By Devin Watkins

The Pontifical Commission for the Protection of Minors is holding a conference to assist Church leaders in safeguarding her most vulnerable members.

The 4-day event, taking place from 19-22 September in the Polish capital of Warsaw, gathers Catholic representatives from across Central and Eastern Europe.

According to a consultant for the Pontifical Commission and one of the event’s organizers, the conference’s goal is to “show that the Church has to engage and commit in the protection of minors and other vulnerable people in any place or region of the world.”

Fr. Hans Zollner, SJ, the Director of the Institute of Anthropology and the “Safeguarding Institute” at the Pontifical Gregorian University, spoke to Vatican News about the Warsaw conference.

Special regional history

The Jesuit priest expressed his satisfaction that the Church in Central and Eastern Europe is hosting a major conference on safeguarding.

The region, he said, “has a special history, since the Churches there have been under siege for decades under the reign of communism, and there has certainly been some difficulties there in dealing openly with criticism, with wrongdoing, and with handling cases of abuse.”
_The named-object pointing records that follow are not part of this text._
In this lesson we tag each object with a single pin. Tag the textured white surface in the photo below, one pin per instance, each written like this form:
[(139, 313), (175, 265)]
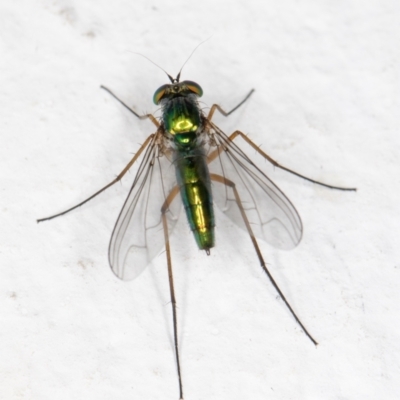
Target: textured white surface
[(326, 104)]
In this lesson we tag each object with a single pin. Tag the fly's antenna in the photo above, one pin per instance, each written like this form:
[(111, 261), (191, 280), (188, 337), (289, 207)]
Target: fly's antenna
[(179, 74), (162, 69)]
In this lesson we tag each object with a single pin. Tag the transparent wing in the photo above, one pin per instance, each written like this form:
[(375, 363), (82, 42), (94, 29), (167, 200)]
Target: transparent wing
[(138, 234), (272, 216)]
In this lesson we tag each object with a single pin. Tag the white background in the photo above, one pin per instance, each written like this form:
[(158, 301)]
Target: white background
[(326, 104)]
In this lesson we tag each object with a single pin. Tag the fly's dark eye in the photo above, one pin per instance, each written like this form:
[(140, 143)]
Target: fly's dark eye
[(193, 87), (159, 94)]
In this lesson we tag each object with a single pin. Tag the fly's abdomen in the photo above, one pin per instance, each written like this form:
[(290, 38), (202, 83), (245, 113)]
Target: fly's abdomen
[(195, 187)]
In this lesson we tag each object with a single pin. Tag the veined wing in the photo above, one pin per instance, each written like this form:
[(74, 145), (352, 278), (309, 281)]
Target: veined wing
[(138, 234), (272, 216)]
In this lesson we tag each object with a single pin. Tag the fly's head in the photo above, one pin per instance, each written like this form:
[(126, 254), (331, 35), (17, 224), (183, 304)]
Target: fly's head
[(182, 116)]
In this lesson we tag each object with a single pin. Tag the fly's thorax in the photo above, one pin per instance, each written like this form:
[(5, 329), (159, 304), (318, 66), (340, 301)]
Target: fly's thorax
[(182, 120)]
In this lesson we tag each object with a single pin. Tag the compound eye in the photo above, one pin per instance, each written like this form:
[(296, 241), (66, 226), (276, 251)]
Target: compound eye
[(159, 94), (193, 87)]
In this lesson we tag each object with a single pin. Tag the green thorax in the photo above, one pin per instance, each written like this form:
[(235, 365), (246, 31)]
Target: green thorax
[(182, 123), (182, 120)]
Listen to the full interview

Difficult topic to talk about

Fr. Zollner admitted that the topic of sexuality is one that many people in cultures throughout the world have difficulty discussing openly, even with close family members.
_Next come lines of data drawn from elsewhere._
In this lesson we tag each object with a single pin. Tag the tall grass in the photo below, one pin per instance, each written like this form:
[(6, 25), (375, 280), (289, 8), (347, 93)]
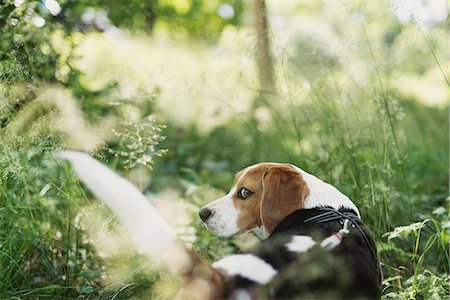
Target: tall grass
[(341, 113)]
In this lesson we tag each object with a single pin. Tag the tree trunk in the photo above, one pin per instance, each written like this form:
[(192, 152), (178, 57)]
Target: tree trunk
[(263, 53)]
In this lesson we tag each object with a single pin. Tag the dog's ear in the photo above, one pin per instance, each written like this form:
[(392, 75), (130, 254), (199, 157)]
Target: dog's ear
[(284, 191)]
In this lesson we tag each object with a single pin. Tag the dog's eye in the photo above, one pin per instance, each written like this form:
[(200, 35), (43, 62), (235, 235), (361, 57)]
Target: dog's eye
[(244, 193)]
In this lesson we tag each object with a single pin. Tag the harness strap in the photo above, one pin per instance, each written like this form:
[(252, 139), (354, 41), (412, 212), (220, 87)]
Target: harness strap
[(346, 218)]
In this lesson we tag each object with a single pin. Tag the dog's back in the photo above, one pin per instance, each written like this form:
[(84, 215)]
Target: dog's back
[(349, 271)]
“People don’t feel very comfortable speaking about sexuality,” he said, “let alone sexual misbehavior, and let alone sexual misbehavior of authority figures like priests, religious, and other people within the Church.”

Central and Eastern Europe is not different in that regard, he added.

However, the region’s history sets an additional dampener on people’s ability to speak about and report abuse.

“The communists were certainly spying on people, and the Church was a stronghold of freedom,” said Fr. Zollner. “But, you could retain that freedom only if you didn’t really trust the authorities and law enforcement.”

Mistrust of the state

People who grew up in the Eastern Bloc knew they were “the enemy to the government and law enforcement”.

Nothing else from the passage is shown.